GeoLocation Near You

We at Pivotal Action were recently given a task for a client – develop a tool for a mobile API where admin can upload a list of retailers so that their mobile app users could find locations near them. It’s basically a “Find near me” utility.

This type of project is broken down into 3 parts: Upload & store geolocation data, find addresses near a given point, and display those locations either textually or on a map display. This quick tutorial will cover the first two parts.

Part 1, Getting Located

The goal of this part is to obtain and store latitude/longitude pairs for given addresses. I’m going to assume you can already get a list of addresses, whether for a spreadsheet/csv file, or other source.
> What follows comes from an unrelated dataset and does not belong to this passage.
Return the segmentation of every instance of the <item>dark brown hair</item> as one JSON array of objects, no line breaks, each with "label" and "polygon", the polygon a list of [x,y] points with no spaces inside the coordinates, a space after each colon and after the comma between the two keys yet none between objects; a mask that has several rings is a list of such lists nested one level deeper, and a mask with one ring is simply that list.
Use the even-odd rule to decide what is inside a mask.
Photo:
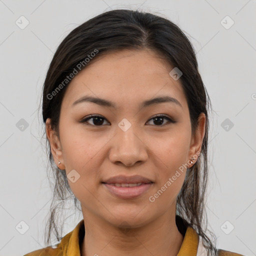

With a parsed address, you can obtain the lat/lng pairs from the Google Maps API. Just be forewarned that Google limits you to 2,500 requests per 24h period. That could be a problem for some applications, so you may need another provider like

// Google maps API. rate limit to 2,500 reqs/24h
$url 		= '';
$address	= urlencode($row['address']);
$city		= urlencode($row['city']);
$state		= urlencode($row['state']);
$zip 		=  $row['zip'];

$requestUrl = $url."?address=".($address.",".$city.",".$state.",".$zip). "&sensor=false";
// echo $requestUrl;

$crl = curl_init();
curl_setopt($crl, CURLOPT_HEADER, 0);
curl_setopt($crl, CURLOPT_RETURNTRANSFER, 1); 

// Set up the CURL request
curl_setopt($crl, CURLOPT_URL, $requestUrl); 

// Here we get the google result in JSON
$googJson = curl_exec($crl);


$googArr = json_decode($googJson);
$status = $googArr->status;
$loc = $googArr->results[0]->geometry->location;
if( strtolower($status) == "ok" ){
	$tableData[count($tableData) - 1]['lat'] = $loc->lat;
	$tableData[count($tableData) - 1]['lng'] = $loc->lng;
} else {
	$tableData[count($tableData) - 1]['lat'] = 0.0;
	$tableData[count($tableData) - 1]['lng'] = 0.0;

//go on to save $tableData to your DB


There are a couple key parts in there. First, you need to URL encode the address details. Second, the curl stuff is pretty standard – you can find similar versions all over the net. Third, the response data comes back as a JSON string, so you need to decode it into a PHP array to make it useful. My default value for lat/lng pairs is 0.0/0.0. There may be cases where Google doesn’t understand the address information or perhaps you’ve gone over your rate limit, so you have to accept more or less a throw-away response. The important thing is that you have your address coordinates saved (dare I say, cached) in your DB. You need this.

Part 2, Finding Yourself

Now how are you supposed to find these stores that are near you, at this moment, without having to use a lame web form or other manual means? You’re going to use the Haversine, aka Great Circle  Formula. Don’t click that link unless you really want to be confused. Here’s the gist – the globe is a big sphere, and we know from high school and/or college trigonometry classes that you can figure out lengths and distances on geometric objects. Some guy long ago (whose name was not Haversine) sat down and figured this out for us. What we get as a result of running these maths is the distance between to points on earth, using lat/long pairs. The caveat is these are as the crow flies, not driving directions. What I’m going to show you below is some SQL you can use to find the N closest points within a given distance. This will work on MySQL, and I’m assuming other SQL-compliant DBs. YMMV.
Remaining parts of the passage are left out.